What are FlocClays?
FlocClays are powdered flocculants based on bentonite and organoclay that remove oils, grease, surfactants, dyes, inks, coolants, solvents, metals and heavy metals, and suspended solids from wastewater. FlocClays are made up of bentonite, organoclay, and other basic ingredients that cause oil and grease encapsulation, removal of other organics via partition and chemical bonding, and removal of heavy metals via precipitation, ion exchange, and chemical bonding.
To break oily emulsions, precipitate heavy metals, coagulate, flocculate, and condition sludge, typical treatment methods necessitate the addition of various chemicals. Several steps are usually required, necessitating the use of multiple mixing tanks and additional equipment.
It is not unusual for this process to take several hours to complete these objectives. FlocClay causes contaminants to flocculate in minutes rather than hours. The entire treatment process can be completed using the FlocClay one step method by adding a small amount of FlocClay directly to the wastewater stream.
FlocClay for waste water
FlocClay powder flocculants are useful for treating wastewater streams with a monthly volume of 50,000 gallons or less. They can remove oils, other organics, and heavy metals all at once, eliminating the need for pre-treatment with acids and salts.
Coagulation and flocculation are important processes in water treatment, with coagulation aimed at destabilizing and aggregating particles via chemical interactions between the coagulant and colloids, and flocculation aimed at sedimenting the destabilized particles via aggregation into floc.
Applications of FlocClay
1: Chemistry of the surface
The process of causing fine particulates to clump together into a floc is referred to as flocculation in colloid chemistry. The floc may then float to the surface of the liquid (creaming), settle to the bottom (sedimentation), or be easily filtered from the liquid. The flocculation behavior of soil colloids is closely related to the quality of freshwater.The high dispersibility of soil colloids not only causes turbidity in the surrounding water, but it also causes eutrophication due to nutrient adsorption in rivers, lakes, and even boats submerged in the sea.
2: Chemistry of matter
In the case of emulsions, flocculation refers to the grouping of individual dispersed droplets so that the individual droplets retain their identity.
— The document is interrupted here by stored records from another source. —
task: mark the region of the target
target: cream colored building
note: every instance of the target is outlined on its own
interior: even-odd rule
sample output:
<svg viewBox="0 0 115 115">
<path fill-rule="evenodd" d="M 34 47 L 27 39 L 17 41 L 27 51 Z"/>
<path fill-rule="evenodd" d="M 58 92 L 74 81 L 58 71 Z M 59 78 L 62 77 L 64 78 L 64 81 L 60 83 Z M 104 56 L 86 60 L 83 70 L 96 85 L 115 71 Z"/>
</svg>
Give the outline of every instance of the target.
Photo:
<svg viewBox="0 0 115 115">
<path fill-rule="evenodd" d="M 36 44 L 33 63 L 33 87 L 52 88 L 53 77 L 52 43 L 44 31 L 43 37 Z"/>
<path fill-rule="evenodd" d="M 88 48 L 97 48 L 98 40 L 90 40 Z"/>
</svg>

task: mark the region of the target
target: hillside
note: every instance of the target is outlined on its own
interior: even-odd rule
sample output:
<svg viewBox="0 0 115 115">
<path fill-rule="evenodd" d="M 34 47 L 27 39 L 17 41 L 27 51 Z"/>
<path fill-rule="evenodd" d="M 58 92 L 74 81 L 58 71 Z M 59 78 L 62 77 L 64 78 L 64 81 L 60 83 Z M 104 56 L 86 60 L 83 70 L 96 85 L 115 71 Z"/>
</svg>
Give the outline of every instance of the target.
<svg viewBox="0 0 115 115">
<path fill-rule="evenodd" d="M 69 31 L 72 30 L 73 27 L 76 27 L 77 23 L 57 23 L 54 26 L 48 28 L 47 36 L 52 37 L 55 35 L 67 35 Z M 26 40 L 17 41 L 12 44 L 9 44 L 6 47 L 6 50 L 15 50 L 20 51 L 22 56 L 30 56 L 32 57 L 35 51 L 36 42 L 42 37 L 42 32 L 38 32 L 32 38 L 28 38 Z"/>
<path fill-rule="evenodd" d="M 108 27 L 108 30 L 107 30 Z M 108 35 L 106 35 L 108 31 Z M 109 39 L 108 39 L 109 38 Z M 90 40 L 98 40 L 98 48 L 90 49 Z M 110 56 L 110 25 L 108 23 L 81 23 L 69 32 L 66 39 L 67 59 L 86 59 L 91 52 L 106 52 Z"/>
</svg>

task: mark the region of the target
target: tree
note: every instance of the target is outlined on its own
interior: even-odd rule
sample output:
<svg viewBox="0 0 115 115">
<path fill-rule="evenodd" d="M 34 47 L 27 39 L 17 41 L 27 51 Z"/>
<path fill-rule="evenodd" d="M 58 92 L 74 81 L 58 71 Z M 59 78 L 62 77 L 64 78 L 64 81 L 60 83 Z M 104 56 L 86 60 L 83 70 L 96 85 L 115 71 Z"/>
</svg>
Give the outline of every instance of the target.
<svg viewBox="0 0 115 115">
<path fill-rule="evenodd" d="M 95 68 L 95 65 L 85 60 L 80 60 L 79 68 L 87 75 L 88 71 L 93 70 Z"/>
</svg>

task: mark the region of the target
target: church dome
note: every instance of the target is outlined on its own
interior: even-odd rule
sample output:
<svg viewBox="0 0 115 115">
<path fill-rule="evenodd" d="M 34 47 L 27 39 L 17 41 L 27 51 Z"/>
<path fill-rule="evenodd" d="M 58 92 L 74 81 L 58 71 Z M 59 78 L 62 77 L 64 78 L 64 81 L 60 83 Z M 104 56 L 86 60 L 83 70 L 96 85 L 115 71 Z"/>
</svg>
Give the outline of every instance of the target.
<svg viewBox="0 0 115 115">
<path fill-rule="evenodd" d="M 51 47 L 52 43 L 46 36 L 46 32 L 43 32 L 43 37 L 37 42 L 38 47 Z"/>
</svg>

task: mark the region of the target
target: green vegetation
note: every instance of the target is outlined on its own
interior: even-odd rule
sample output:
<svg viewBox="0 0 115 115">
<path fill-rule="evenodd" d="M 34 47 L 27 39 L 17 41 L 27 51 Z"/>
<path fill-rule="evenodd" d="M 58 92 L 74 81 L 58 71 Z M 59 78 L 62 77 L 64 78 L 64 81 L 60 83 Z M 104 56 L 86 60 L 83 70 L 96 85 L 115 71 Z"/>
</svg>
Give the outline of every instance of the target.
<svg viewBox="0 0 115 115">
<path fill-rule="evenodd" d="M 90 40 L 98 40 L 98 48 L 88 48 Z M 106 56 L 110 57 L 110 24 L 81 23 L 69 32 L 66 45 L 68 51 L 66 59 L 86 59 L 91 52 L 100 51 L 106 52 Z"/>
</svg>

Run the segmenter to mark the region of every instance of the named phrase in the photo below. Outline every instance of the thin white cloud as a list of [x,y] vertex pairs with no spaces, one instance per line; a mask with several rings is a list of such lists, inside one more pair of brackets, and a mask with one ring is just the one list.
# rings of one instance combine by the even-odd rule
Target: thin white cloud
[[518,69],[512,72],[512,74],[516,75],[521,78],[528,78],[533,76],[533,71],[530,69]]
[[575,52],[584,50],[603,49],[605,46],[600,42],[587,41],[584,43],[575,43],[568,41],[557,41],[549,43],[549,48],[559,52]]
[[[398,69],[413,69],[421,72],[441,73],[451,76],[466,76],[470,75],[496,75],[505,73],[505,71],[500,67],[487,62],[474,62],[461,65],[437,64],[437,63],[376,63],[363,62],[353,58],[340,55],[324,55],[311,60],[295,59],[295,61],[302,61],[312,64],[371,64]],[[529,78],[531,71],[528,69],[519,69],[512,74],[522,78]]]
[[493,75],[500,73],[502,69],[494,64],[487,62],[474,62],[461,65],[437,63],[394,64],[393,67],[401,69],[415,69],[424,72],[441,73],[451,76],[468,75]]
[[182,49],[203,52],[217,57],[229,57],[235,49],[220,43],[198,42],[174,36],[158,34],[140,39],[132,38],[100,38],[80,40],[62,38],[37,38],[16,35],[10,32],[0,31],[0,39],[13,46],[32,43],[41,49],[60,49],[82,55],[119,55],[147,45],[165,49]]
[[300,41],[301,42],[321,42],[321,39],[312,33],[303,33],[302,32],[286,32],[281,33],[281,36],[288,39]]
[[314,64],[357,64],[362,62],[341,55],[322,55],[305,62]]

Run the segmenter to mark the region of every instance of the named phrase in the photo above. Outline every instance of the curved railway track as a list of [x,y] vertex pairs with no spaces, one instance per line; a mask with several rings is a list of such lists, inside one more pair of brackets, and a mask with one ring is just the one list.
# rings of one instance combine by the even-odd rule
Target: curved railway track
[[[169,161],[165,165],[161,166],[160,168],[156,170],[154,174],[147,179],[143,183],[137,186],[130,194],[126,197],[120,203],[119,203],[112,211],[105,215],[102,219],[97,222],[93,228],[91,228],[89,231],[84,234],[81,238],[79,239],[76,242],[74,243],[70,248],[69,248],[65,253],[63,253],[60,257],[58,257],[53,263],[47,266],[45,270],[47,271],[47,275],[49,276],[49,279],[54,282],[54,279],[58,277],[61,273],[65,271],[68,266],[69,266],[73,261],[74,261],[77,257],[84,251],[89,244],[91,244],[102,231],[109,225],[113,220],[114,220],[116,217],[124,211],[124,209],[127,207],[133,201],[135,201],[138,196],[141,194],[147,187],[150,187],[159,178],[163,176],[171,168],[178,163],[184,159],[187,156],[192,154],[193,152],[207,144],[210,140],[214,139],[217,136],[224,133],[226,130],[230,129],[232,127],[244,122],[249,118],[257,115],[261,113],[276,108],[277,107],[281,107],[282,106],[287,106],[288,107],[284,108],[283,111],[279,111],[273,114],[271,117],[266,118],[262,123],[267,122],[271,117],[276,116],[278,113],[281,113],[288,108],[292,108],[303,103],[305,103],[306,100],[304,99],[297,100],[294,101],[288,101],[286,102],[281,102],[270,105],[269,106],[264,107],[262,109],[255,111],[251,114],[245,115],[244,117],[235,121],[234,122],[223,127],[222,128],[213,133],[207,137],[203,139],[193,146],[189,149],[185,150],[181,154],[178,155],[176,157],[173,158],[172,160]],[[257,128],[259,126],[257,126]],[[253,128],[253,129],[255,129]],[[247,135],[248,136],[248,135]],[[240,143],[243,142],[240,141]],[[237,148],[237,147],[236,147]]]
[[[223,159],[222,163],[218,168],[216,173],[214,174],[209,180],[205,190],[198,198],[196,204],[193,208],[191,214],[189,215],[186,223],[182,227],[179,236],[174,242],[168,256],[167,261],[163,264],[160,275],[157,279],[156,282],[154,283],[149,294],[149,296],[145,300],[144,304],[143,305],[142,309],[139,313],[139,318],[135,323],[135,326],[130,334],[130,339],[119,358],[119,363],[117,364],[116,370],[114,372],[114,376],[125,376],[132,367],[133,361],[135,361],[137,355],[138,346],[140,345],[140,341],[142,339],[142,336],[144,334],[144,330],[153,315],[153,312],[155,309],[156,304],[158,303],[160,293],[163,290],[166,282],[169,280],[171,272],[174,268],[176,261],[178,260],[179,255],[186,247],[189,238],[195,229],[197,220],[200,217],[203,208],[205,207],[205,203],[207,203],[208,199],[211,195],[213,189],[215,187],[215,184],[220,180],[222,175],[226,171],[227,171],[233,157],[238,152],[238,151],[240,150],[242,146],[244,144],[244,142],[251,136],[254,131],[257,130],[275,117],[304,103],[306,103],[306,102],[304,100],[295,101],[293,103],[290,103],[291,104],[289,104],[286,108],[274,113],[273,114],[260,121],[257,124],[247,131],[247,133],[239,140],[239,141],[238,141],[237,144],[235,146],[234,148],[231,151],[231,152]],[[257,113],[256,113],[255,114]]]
Flocculation is thus the first step in the emulsion's further ageing (droplet coalescence and the ultimate separation of the phases). Flocculation is commonly used in mineral dressing, but it can also be used to design the physical properties of food and pharmaceutical products.
3: Civil engineering
In civil engineering and earth sciences, flocculation is a condition in which clays, polymers, or other small charged particles attach and form a fragile structure known as a floc. When mechanical agitation is removed from dispersed clay slurries, the dispersed clay platelets spontaneously form flocs due to attractions between negative face charges and positive edge charges.
Flocculation, in conjunction with microfiltration, is used in biotechnology applications to improve the efficiency of biological feeds. The addition of synthetic flocculants to the bioreactor can increase the average particle size, allowing for more efficient microfiltration. Cakes form and accumulate when flocculants are not added, resulting in low cell viability. Because the cells are generally negatively charged, positively charged flocculants perform better than negatively charged flocculants.
Specific benefits and drawbacks
· Coagulation/flocculation can remove specific pollutants from wastewater that would otherwise be impossible to remove without the addition of these chemicals.
· These tanks and dosage units require only a small investment. However, one significant disadvantage of this technique is the high operational costs. In some cases, large amounts of coagulant and flocculant are required to achieve the desired level of flocculation. A certain amount of physicochemical sludge is also produced, which is typically processed externally. These costs can quickly add up, especially when dealing with large amounts of wastewater.
The correct chemical dosage is also critical for the process to function properly. This is more difficult with wastewater that has a wide range of composition. In this case, effective wastewater buffering is a good solution.